The pain of loss bloomed inside her. She did not often indulge her sorrow, or the vacuum Armando's passage had left in her life. Sofia swallowed hard. “He loved you very much, Simon.”

He stopped. He did not move or speak. He merely stood there. One look was enough to know he was burdened by the same weight. And more besides. He looked so sad.

She heard herself say, “Armando described you as a son. He accepted your flaws as only a father could. He talked about you every time we met. You and the device. He hoped it would help the poor of Mexico and help you as well, finally bring you around.”

Simon dragged in a single breath. It was not quite a sob. He started to speak, though no sound emerged.

The words were there. Waiting.

“Look at me, Simon.”

His gaze was filled with the shadows of a thousand wrong moves. He stood there, defenseless. Waiting for her to attack and destroy him utterly.

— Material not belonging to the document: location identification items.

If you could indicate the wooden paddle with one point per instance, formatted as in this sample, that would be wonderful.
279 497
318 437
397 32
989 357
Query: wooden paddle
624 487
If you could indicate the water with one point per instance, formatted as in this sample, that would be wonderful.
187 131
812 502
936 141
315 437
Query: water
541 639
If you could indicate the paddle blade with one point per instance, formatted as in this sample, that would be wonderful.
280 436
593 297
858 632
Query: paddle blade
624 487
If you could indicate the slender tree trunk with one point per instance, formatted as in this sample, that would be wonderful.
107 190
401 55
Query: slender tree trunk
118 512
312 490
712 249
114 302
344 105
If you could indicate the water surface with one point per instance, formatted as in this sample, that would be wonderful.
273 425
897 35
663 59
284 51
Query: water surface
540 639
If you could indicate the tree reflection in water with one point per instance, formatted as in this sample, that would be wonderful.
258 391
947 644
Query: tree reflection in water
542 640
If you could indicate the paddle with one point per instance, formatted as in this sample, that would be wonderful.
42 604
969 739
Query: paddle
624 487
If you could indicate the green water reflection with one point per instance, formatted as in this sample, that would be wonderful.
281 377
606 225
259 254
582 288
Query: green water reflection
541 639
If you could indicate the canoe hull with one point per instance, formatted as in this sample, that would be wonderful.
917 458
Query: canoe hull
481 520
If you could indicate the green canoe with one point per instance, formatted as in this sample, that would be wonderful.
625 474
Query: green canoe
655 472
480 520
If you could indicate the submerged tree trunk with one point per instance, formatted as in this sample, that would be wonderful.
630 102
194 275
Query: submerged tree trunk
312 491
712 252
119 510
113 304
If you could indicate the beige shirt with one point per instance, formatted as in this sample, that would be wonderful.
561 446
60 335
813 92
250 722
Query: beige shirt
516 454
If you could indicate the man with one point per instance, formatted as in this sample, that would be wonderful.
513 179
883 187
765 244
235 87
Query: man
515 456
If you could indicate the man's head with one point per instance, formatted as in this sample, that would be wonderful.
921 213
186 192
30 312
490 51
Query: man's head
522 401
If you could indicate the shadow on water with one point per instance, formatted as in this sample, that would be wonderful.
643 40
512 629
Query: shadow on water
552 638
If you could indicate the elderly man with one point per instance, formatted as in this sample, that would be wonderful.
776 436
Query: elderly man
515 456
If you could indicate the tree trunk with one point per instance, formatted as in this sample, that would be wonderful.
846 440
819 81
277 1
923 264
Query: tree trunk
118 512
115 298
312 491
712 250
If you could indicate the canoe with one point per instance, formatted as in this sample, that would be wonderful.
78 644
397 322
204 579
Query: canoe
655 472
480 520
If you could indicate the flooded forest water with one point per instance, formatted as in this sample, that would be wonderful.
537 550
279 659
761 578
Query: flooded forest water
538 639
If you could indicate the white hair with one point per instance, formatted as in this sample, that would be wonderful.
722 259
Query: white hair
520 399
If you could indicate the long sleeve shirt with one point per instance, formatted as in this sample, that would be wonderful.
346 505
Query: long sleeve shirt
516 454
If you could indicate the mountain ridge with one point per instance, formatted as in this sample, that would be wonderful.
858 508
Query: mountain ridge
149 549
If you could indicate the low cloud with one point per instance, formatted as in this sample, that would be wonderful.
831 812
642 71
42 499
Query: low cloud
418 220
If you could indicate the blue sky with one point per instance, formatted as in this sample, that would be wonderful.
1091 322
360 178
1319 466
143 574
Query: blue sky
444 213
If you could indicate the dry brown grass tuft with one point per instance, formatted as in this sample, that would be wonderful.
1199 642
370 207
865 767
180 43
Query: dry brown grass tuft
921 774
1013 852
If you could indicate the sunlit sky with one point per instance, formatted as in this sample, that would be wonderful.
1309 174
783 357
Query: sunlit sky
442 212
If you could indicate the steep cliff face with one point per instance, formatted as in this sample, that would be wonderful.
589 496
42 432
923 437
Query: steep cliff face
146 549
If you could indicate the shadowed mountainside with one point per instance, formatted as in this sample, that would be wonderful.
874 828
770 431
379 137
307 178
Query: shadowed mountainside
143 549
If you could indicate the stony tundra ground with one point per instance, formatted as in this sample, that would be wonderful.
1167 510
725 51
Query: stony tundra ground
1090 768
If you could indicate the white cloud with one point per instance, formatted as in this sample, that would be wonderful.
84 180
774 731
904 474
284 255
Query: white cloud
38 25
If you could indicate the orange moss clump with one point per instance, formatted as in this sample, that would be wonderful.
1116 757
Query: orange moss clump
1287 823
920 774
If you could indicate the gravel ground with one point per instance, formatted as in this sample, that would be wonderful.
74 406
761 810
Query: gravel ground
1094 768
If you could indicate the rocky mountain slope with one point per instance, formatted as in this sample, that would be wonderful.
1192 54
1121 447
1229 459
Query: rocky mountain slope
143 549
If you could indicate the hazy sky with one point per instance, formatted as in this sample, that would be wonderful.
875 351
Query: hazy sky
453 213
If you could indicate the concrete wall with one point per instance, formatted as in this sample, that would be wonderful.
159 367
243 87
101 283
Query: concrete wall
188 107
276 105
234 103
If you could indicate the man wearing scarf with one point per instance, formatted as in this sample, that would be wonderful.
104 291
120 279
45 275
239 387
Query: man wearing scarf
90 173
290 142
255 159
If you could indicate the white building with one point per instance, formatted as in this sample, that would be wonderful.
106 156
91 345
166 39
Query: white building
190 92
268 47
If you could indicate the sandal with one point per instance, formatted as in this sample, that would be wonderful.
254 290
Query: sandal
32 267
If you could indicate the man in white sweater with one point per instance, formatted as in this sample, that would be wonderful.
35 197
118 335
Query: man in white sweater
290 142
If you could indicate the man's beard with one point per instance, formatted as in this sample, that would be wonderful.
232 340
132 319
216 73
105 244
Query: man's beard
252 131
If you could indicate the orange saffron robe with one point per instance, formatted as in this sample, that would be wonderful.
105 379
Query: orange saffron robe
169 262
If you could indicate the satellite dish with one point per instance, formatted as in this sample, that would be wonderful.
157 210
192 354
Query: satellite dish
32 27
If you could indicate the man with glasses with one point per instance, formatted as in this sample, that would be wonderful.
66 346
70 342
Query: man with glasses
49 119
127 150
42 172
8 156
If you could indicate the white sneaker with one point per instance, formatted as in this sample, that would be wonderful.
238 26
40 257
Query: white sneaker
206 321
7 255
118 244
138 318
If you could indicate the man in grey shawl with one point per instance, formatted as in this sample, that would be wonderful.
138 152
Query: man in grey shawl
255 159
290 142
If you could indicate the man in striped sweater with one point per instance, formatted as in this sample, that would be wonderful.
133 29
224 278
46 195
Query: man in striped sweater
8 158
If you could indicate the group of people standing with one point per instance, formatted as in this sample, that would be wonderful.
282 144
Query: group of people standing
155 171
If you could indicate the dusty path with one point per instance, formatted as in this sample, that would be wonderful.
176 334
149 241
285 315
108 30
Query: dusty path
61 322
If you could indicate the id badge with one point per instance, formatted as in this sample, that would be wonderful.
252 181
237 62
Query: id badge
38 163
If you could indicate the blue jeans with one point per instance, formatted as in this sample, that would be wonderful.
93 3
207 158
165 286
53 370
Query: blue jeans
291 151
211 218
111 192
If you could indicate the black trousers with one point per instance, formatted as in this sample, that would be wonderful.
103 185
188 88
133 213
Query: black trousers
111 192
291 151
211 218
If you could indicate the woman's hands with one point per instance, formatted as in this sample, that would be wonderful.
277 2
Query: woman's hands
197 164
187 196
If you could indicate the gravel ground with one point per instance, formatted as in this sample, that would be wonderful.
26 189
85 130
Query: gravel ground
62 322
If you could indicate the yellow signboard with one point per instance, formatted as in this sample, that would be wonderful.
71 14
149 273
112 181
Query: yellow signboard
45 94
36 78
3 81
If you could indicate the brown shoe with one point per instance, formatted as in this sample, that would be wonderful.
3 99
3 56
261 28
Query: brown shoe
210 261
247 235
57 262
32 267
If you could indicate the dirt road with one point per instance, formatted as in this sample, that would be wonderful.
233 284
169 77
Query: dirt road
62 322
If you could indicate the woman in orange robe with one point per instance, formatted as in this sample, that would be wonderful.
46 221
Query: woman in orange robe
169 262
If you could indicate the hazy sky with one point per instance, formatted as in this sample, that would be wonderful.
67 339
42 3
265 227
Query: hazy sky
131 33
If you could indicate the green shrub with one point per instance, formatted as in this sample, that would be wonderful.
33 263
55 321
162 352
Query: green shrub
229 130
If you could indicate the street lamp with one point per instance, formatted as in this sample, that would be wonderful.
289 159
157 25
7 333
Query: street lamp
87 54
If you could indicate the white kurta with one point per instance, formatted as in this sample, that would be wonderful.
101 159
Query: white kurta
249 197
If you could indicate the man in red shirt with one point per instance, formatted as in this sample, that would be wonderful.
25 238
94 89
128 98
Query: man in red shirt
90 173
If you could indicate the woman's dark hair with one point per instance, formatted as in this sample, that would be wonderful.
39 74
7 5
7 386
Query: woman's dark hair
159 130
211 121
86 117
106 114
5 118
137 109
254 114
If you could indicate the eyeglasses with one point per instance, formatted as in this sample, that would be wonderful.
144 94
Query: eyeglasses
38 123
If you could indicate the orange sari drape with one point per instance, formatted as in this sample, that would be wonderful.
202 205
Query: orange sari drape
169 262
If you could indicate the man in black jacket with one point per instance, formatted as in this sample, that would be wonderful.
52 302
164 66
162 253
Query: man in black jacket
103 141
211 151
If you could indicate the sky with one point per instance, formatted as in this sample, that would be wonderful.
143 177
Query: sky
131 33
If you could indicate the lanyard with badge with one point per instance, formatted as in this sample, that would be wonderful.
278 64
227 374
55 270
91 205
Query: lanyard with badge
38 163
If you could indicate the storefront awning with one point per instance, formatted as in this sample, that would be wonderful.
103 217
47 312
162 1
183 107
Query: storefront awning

She knew now why she was there. She needed to help another orphan. Deliver the message Harold had instilled in her. Help them move in the right direction.

“We all carry burdens. We all make mistakes. We all sin and fall short of the people we should be. We leave things undone. We do what we shouldn't and we give in to bad actions and worse emotions. We hurt those closest to us.”

His gaze gave Sofia the impression that he was too filled with pain to weep. Her eyes filled for him, as though one of them needed to shed tears over the state of their fallen world. “But there is an answer. An eternal truth. That the Savior died so we might be washed clean. So we can be forgiven for all we have done, and all we have left undone. So our lives can be made whole. So we can speak that impossible word,
hope
, and believe it is true for us. So that we can know joy. And love. And claim them for ourselves.”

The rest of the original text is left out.